An affinity diagram is a method for organizing ideas, data, and concepts in a meaningful way to help people process them. In group work, affinity diagrams can be critical for soliciting input from all members of the group and organizing the information in a productive and useful way. This method can be useful in business as well as when people are preparing to write research papers, design scientific experiments, and engage in other activities.
A Japanese anthropologist, Kawakita Jiro, first developed the affinity diagram, and some people refer to this technique as the KJ method, referencing him. The first step is to write down concepts on note cards, or for people making an affinity diagram on a computer, to use a program capable of generating movable sticky notes or tiles to record the information. In a group, people should not talk during this process.

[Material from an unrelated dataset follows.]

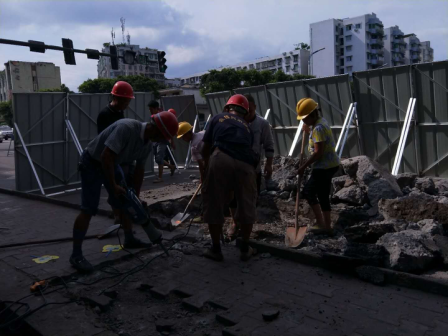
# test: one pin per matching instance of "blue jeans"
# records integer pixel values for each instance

People start with a prompt so they know what kind of information they should be thinking about. For example, an advertising company might ask members of a team to think about a new ad campaign for a car company. Members of the team would note down thoughts about the company's current image and branding, the product lineup, and any other topics that come to mind.
Once a stack of cards with ideas on them is available, people can start linking like with like to create an affinity diagram. In groups, people don't talk during this process, and move cards or notes around silently to create a series of related clusters. In cases where information seems to belong in multiple clusters, second copies of the original card can be made to fit them into the new cluster. Each group of related items can have a header to sum up the contents, and the end result will be a series of grouped items.
Groups may use the affinity diagram to split up tasks, assigning each group of cards to a committee so they can work with them. When individuals are using an affinity diagram, the clusters can help them organize their thoughts and develop a plan for moving forward with a project. They can sort the groups by priority or timing; in an experiment, for example, the cards pertaining to how to objectively evaluate the results would go at the end, while the cards on experimental design come first, because the researcher needs to come up with a plan for the experiment to get started.
This can also be useful for tasks like data processing, where raw data may be overwhelming and can be more digestible when broken into smaller chunks. The affinity diagram will allow people to identify patterns and areas of interest that might not otherwise be apparent.